Trial design in brief

AVERT (ACTRN12606000185561) is a prospective, parallel group, assessor-blind, randomised, multicentre, international clinical trial that has completed the primary outcome assessment for all randomised patients (a longer term follow-up continues). Patients admitted to a stroke unit are randomised in a ratio of 1:1 to two groups: very early and frequent mobilisation out of bed (VEM) and usual care. The experimental intervention (VEM) is frequent, functional, out of bed sitting, standing and walking activity starting within 24 h of stroke onset and continued 6 days a week for 14 days or until discharge from acute stroke care (whichever is sooner). Patients are followed up at 3 and 12 months. The primary outcome is the modified Rankin Scale (mRS) score at 3 months poststroke, with secondary outcomes for safety, walking recovery and quality of life.

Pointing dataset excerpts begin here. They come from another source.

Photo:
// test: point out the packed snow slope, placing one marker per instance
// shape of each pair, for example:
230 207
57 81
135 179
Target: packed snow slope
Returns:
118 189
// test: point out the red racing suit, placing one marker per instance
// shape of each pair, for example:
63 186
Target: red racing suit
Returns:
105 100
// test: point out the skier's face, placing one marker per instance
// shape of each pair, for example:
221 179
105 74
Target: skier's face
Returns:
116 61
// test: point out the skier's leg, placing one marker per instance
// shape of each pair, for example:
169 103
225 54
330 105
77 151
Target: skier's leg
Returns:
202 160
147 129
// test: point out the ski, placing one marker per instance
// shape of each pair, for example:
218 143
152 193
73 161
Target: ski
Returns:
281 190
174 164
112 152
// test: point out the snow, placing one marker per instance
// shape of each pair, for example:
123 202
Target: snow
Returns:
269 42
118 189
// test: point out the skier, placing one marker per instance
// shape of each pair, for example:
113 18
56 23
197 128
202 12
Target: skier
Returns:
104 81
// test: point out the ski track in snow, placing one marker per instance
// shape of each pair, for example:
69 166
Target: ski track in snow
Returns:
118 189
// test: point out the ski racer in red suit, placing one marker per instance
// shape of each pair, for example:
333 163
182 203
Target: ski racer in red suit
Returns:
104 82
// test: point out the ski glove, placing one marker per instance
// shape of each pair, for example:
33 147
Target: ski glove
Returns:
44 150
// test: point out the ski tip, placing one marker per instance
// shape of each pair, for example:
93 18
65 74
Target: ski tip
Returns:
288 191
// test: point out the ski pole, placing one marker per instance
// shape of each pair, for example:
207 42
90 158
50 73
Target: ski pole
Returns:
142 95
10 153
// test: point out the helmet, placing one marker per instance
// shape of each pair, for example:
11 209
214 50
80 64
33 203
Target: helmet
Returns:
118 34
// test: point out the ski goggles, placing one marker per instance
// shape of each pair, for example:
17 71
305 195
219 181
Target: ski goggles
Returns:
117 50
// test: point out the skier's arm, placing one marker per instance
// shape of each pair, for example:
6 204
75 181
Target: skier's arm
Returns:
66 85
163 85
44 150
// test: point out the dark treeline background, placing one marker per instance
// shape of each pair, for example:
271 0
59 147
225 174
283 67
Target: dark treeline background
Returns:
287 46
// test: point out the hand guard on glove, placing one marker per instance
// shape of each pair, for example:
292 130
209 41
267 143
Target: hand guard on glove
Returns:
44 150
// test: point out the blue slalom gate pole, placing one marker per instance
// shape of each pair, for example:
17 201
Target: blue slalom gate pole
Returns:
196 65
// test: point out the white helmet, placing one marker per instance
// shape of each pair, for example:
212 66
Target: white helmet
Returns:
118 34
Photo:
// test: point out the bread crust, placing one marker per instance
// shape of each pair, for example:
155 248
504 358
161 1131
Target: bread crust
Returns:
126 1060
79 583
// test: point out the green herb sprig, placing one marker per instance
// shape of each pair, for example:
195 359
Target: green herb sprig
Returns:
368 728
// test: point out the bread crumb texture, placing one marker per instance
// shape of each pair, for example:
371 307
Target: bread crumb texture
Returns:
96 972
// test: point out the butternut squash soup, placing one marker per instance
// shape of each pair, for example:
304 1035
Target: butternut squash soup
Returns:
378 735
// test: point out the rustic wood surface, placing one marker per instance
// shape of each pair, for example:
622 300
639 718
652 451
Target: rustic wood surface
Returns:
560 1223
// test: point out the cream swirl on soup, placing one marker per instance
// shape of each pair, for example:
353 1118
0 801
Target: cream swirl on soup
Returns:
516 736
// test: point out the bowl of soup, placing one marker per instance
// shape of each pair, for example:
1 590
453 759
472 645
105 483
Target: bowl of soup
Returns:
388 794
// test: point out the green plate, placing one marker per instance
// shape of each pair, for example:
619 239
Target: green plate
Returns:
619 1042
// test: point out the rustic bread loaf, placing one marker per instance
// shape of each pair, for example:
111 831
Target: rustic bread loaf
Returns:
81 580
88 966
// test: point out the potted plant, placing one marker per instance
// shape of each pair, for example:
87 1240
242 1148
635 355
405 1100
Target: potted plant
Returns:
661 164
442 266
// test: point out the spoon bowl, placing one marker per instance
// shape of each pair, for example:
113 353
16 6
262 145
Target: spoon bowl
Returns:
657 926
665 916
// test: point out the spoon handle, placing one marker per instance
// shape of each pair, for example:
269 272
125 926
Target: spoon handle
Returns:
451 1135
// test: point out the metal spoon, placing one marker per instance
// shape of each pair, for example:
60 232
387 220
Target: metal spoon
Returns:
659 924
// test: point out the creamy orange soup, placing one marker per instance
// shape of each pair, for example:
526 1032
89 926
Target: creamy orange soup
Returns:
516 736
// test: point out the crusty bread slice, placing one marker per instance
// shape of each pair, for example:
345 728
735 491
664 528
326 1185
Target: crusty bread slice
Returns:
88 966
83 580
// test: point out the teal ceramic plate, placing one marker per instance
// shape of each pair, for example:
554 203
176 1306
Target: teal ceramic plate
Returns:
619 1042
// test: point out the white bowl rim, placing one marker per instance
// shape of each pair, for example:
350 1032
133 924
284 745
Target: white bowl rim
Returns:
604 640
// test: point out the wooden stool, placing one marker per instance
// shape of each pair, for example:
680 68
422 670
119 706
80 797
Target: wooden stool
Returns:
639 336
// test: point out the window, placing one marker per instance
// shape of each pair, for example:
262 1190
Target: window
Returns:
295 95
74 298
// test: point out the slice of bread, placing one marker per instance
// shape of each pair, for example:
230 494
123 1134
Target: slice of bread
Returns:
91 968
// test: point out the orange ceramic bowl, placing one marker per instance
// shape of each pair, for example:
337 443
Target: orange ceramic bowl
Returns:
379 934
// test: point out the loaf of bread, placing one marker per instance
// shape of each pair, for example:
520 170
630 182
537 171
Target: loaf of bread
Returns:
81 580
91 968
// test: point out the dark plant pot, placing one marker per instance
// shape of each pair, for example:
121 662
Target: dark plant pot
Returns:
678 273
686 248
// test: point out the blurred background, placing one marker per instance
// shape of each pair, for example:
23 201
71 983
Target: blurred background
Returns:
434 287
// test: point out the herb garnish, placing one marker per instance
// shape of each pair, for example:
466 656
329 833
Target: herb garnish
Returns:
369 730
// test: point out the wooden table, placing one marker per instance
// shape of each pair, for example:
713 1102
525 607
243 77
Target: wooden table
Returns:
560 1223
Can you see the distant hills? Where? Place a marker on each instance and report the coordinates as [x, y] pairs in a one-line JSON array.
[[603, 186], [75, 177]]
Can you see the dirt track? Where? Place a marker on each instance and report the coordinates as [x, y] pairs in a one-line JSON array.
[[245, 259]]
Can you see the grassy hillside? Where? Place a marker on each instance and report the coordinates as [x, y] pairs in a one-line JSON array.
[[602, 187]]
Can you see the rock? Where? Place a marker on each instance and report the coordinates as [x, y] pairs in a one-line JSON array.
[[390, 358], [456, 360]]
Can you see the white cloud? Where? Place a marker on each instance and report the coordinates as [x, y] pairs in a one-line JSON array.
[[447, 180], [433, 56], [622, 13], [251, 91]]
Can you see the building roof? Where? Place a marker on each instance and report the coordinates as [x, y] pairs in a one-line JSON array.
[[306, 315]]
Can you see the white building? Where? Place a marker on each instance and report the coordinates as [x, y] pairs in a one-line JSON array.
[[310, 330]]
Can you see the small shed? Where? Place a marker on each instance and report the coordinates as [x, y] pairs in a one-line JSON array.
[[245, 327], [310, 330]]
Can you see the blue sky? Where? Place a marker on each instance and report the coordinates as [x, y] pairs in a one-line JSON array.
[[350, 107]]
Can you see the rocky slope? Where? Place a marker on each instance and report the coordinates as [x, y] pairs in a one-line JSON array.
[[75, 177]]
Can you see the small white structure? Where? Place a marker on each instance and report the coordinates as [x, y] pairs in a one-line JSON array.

This paper presents results from the first 20 000 patients who were screened, of whom 1158 patients were then randomised to the study.

Participating hospitals

At the time of analysis, investigators from sites in Australia, New Zealand, Malaysia, Singapore, England, Northern Ireland, Scotland and Wales had recruited patients to the trial. All participating sites had a dedicated stroke unit with a multidisciplinary stroke team. A detailed site questionnaire was collected from participating sites yearly. This provided a record of the number of admissions for stroke each year and the number of stroke beds available. Sites were classified, by investigators at each site, according to the type of stroke unit defined in the Australian National Stroke Audit, Acute Services Organisational Survey Report:13 (1) intensive stroke unit care model involving short stay, high nurse patient ratio, life support facilities and no rehabilitation; (2) acute care model involving short stays, close physiological monitoring and limited rehabilitation or (3) comprehensive model involving both acute care and a strong rehabilitation focus, longer stays and broader staffing. Sites were also classified according to the geographic location: metropolitan (population >100 000), regional (25 000–100 000) or rural (<25 000).13

Patient eligibility

Inclusion and exclusion criteria (figure 2) were designed to optimise the diversity of the patients exposed to the intervention while considering patient safety and feasibility. There was no upper age limit for inclusion to the study and both ischaemic and haemorrhagic strokes were included. Patients treated with recombinant tissue plasmin activator (rt-PA) were eligible if the attending physician allowed. Patients were excluded if a comorbid condition (eg, lower limb fracture or amputation) would prevent the start of treatment within the first 24 h of stroke onset or if the outcome assessments were likely to be confounded by another serious comorbid medical illness. Patients admitted to a dedicated intensive care unit (ICU) are also excluded.

Figure 2

Relationship between trial inclusion/exclusion criteria and screening log categories (AVERT, A Very Early Rehabilitation Trial).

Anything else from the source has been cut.